¿Acabará la crisis de imagen de la Casa Real con la Monarquía?

En 2010, las encuestas del CIS reflejaban que la Monarquía era, junto a las Fuerzas Armadas, la institución mejor valorada en España. Sin embargo, sólo un año después, los españoles suspendimos a la Casa del Rey y, desde entonces, su imagen cae en picado, algo que se está convirtiendo en una cuestión de Estado. Algunos medios de comunicación y una considerable parte de la opinión pública ponen entredicho, incluso, la figura del Rey. Gran parte del problema radica en la mala imagen que la Casa Real está dando al gestionar algunos acontecimientos concretos. A saber: caso Urdangarin, imputación de la infanta, las cacerías del Rey…

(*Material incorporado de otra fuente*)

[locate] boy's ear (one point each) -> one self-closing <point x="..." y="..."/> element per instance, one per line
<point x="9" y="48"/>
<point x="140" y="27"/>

Según Enrique Pascual, asesor de Comunicación, “la Casa Real ha pasado de ser una institución casi intocable a casi sustituible. Los medios han pasado de no hablar, o hablar bien por un pacto con los periodistas, a hablar de lo que les da la gana. Uno de los motivos de esto se encuentra en que los matrimonios de Urdangarin y Letizia Ortiz han acercado la Casa Real al pueblo”.

Sea como fuere, durante años, una mayoría de españoles han visto a la Corona, y más especialmente al Rey, como esa institución que velaba por los intereses de todos, valedora de la democracia, precursora de la Transición, que mandó callar a Chávez saltándose el protocolo -gesto que, por cierto, aplaudimos una mayoría de españoles- y, sobre todo en los últimos años en los que se ha dejado campar a los nacionalistas vascos y catalanes a sus anchas, ha sido la figura central que aseguraba la unión de un país con cada vez más “realidades nacionales”. Pero esos tiempos, por desgracia para los Borbones, han pasado.

El Rey parece debilitado en su papel como defensor de las libertades. No es aquél que se enfrentó a Tejero y los demás golpistas el 23F; tampoco es esa figura clave de la Transición que convenció al mismo Carrillo a renunciar a la República; por no ser, ya no es, al menos internamente, el mejor “embajador” que España puede tener en el exterior que mueve ficha “desinteresada y campechanamente” por los empresarios españoles en el exterior.

Don Juan Carlos es una figura acorralada, y no sólo porque su cadera, maltrecha tras una cacería en Botsuana, le impida desplazarse con agilidad y rapidez. Se le percibe como el cabeza visible de una familia corrupta (aunque sobre el papel sólo lo sea presuntamente), imputada por un juez y también por la opinión pública en general, que vela por sus propios intereses; se le percibe como un figura que tiene un doble rasero para juzgar las acciones de las personas en función de si tienen o no sangre azul. Incluso, ahora nos acordamos de que al Rey no lo elegimos nosotros, sino un dictador que, como cualquier otro, no pasará a la historia por sus valores democráticos.

Hemos buscado en Google “Casa Real”, y hemos encontrado que, tras la página oficial de la Casa del Rey, aparecen noticias de distintos medios que todos hablan de asuntos que “afean” la imagen de nuestra Monarquía, artículos de opinión, blogs y foros en los que se plantea la utilidad de la Monarquía, de una Monarquía descrita con muchos adjetivos y casi ninguno positivo. Esas noticias no hacen más que multiplicar la sensación de hastío hacia la institución y diluyen todos los esfuerzos que se están haciendo desde Zarzuela para limpiar esta maltrecha imagen y conseguir ganarse al pueblo de nuevo.

Si alguien hace la búsqueda de la que hablaba antes, tardará un poco en encontrar, por ejemplo, algún enfoque positivo del hecho de que la Casa Real vaya a estar dentro de la futura Ley de Transparencia, o alguna en la que se recoja que el Rey y la institución monárquica han defendido siempre que “la justicia es igual para todos”, y ni qué decir tiene, alguien alabando la entrevista que le concedió el Rey a Jesús Hermida a principios de año. Sin embargo, encontrarán mucho antes cualquier resquicio de Nóos, de princesas alemanas, de cacerías que ocurrieron hace un año, incluso del jefe de prensa de Casa Real, que pagó 116.000 euros al Instituto del yernísimo por un informe cuando trabajaba para BBVA (es decir, antes de ostentar el puesto que ahora tiene, que es efectivamente el de jefe de prensa de la Casa del Rey). Curioso, ¿no?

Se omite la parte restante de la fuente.